On June 8, 1896, Nichols returned to Harvard as an assistant in pathology at the Harvard Medical School. From 1897 to 1901, he was a demonstrator of surgical pathology. He then served as an instructor in surgical pathology until June 6, 1904, when he was promoted to assistant professor. He was appointed an associate professor of surgery in 1913 and became a clinical professor of surgery in 1916.

In 1899, Nichols was chosen to lead the Harvard Cancer Commission, which was created after Caroline Brewer Croft willed $100,000 to Harvard to study cancer. He resigned from the commission in 1905 because he wanted to leave pathology and return to surgery. In his final report, Nichols wrote that cancer was not contagious, hereditary, or bacterial and that the best cure was "early and radical operation".

In 1913, Nichols was elected to the American Academy of Arts and Sciences.

==Athletics==
In December 1899, Nichols was appointed head coach of the Harvard baseball team. He implemented a system of play that led to the Crimson winning their annual series against Yale in seven consecutive seasons. He declined reappointment in 1902 to focus on his medical duties, but continued to serve as an advisor to the team. In 1905, he was made supervisor of the Harvard baseball team, overseeing field coach Thomas F. Murphy. According to The New York Times, the unique arrangement came about because captain C. Walter Randall was unable to find anyone to coach the team after the previous year's coach, Orville Frantz, declined to return for another season. Harvard went 19–5–1 under Nichols and Murphy. Harvard credits the 1900 and 1901 seasons to Nichols and the 1905 season to both Nichols and Murphy, giving Nichols a career coaching record of 53–13–1.

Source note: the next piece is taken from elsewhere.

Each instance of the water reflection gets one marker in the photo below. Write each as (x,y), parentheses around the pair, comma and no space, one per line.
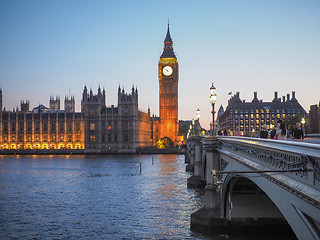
(96,197)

Nichols served on the Harvard Athletic Committee, first as an alumni representative, then as a faculty representative. He was also a longtime member of the baseball advisory committee and was the surgeon in charge of the Harvard Crimson football team for twenty years. In 1967, he was inducted into the inaugural class of the Harvard Varsity Club Hall of Fame.

==World War I==
In May 1915, Nichols was tasked with organizing a medical unit consisting of Harvard Medical School personnel that would staff a hospital in England or France. He, along with a staff of 32 surgeons, 75 nurses, and a business manager served with the British Army in France for four months.

Following the American entry into World War I, Nichols joined the United States Army. He was given the rank of Major and was made chief surgeon of American Base Hospital No. 7. The unit was organized at the Boston City Hospital, mobilized at Fort Devens, and sailed for Europe in July 1917. In December 1918, he was promoted to Lieutenant colonel. He returned to the United States in January 1919 and was cited by General John J. Pershing "for exceptionally meritorious and conspicuous service at Base Hospital No. 7, Joue-les-Tours, France".

==Death==
On June 6, 1922, Nichols fell ill shortly after performing surgery. After recovering in a rest room, he was able to return home. He died on June 12, 1922 at his home in Boston.